Already, the tool boasts a number of sign-ups from citizens while delivering significant support to city staff who hop onto the user-friendly map for reference and to assist with citizen Q&As. City officials have also discovered the map can reveal permits that had been submitted but never processed. Planners are further incentivized to complete applications since every permit is published and linked with their name. Long term, the hope is for the BuildingEye to facilitate data-driven discussions during public dialogs and to be an evolving source for transparency.
“The bigger concept here is that everybody is moving into an age where everyone wants instant information — on their laptop, on their phone, on their tablet — and this is definitely an avenue for that,” Rivera said.
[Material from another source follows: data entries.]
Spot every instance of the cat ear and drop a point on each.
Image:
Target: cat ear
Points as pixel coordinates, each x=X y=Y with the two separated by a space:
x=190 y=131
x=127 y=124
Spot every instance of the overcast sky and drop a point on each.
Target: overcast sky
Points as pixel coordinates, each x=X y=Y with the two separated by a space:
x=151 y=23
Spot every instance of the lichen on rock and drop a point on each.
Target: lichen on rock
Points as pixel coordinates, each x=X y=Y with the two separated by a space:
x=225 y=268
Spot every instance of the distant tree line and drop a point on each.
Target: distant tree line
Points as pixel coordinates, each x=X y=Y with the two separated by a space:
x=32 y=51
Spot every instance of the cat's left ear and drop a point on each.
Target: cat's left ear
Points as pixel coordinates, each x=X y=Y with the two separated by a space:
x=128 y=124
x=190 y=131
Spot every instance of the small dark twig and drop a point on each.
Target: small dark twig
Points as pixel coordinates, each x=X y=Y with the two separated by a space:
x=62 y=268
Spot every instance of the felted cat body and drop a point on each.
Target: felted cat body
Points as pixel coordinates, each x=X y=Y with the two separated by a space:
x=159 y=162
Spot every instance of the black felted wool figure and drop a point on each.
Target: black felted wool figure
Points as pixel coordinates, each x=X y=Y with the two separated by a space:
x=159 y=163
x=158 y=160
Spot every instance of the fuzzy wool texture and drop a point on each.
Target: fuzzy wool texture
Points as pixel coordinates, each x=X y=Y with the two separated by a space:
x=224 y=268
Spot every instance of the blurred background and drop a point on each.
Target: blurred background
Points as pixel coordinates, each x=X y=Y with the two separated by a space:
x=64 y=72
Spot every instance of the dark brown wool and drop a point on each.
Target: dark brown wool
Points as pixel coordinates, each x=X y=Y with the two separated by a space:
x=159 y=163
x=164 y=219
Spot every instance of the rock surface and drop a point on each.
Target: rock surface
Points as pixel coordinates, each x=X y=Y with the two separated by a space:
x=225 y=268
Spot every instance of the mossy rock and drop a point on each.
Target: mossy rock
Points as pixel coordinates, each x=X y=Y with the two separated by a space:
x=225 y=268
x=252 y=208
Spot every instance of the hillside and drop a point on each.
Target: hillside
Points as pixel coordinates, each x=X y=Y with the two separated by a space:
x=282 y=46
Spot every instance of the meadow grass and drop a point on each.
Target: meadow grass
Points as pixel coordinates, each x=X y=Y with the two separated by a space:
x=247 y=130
A suite of new features are in the forecast for the app as it develops. Buildingeye Founder Ciaran Gilsenan said they’ll arrive gradually, but current coding efforts are focused on adding notification options for public hearings for permits and — down the road — to design a dashboard for analytics. The dashboard would visualize information about permits by time period, the number of outstanding permits unprocessed and other relevant data. City capital projects and code enforcement activity are also on tap for future iterations of the app.
“We're talking with a number of cities who are now ready to scale up with the added features,” said Gilsenan.
The app was previously deployed in San Francisco as part of its summer Entrepreneur in Residence program, and has been released in larger cities like Los Angeles, Salt Lake City, Philadelphia and Seattle.